Recurrent Quantum Feature Maps for Reservoir Computing

Abstract

Reservoir computing promises a fast method for handling large amounts of temporal data. This hinges on constructing a good reservoir--a dynamical system capable of transforming inputs into a high-dimensional representation while remembering properties of earlier data. In this work, we introduce a reservoir based on recurrent quantum feature maps where a fixed quantum circuit is reused to encode both current inputs and a classical feedback signal derived from previous outputs. We evaluate the model on the Mackey-Glass time-series prediction task using our recently introduced CP feature map, and find that it achieves lower mean squared error than standard classical baselines, including echo state networks and multilayer perceptrons, while maintaining compact circuit depth and qubit requirements. We further analyze memory capacity and show that the model effectively retains temporal information, consistent with its forecasting accuracy. Finally, we study the impact of realistic noise and find that performance is robust to several noise channels but remains sensitive to two-qubit gate errors, identifying a key limitation for near-term implementations.

Figures (13)

• Figure 1: Schematic representation of the classical reservoir computing framework. The input vector $\mathbf{x}_t$ is projected into a high-dimensional dynamical space by a recurrent network of fixed, randomly connected internal nodes (the reservoir), characterized by weights $\mathbf{W}_{\mathrm{in}}$ and $\mathbf{W}_{\mathrm{res}}$. The resulting reservoir states are then linearly mapped to the target outputs $\mathbf{y}_j$ via a trainable readout layer with weights $\mathbf{W}_{\mathrm{out}}$. Only the output layer is optimized during training, while the reservoir dynamics remain untrained, enabling efficient learning of complex temporal patterns.
• Figure 2: Schematic of proposed feedback-driven quantum reservoir computing model. At each timestep $t$, a windowed input sequence $[x_{t-\tau}, \dots, x_t]$ is encoded into the left half of a quantum feature map circuit $U(\cdot)$, while the right half applies the inverted circuit $U^\dagger(\cdot)$ using a feedback vector derived from the previous reservoir output.
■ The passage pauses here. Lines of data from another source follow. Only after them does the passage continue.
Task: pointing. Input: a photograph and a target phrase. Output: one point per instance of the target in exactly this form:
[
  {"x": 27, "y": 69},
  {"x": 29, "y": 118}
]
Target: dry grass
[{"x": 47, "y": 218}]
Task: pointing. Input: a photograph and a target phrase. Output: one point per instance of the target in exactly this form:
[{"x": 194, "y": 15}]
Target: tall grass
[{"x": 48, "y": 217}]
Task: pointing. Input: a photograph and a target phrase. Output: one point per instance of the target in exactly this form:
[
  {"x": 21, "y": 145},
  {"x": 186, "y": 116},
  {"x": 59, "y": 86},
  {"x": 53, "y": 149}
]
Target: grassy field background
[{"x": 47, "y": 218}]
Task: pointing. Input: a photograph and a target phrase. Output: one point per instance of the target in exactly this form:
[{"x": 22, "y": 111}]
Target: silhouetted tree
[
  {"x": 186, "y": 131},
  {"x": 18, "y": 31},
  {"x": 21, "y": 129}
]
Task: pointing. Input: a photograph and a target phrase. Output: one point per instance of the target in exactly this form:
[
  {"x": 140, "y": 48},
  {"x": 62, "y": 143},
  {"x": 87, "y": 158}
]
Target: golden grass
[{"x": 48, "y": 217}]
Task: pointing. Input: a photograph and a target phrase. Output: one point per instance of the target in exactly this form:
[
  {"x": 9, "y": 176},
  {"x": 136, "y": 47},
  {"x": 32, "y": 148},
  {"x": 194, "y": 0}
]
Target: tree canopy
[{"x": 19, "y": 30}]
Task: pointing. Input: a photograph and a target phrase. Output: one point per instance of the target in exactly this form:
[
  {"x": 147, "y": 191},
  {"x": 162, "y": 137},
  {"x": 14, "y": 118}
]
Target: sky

The feedback is modulated by a scaling parameter $\alpha \in [0, 1]$, with $\alpha = 1$ corresponding to full feedback and $\alpha = 0$ to input-only evolution. The quantum circuit is initialized in $|0\rangle^{\otimes n}$, and measurement outcomes are collected to produce a classical output vector, which goes to the regression model to generate the prediction $y_t$.
• Figure 3: Model comparison on the Mackey--Glass dataset at $\tau = 17$, window size = 20, prediction horizon = 20. Quantum reservoir achieves the lowest MSE despite no hyperparameter tuning.
• Figure 4: Predicted vs. true signal for the quantum reservoir over 100 test time steps. The reservoir captures the chaotic dynamics with high fidelity and stability.
• Figure 5: Mean squared error (MSE) across Mackey--Glass delays $\tau = 15$ to $50$, for various prediction horizons, and two different feature maps. The CPMap consistently outperforms the ZZFeatureMap across delays and horizons.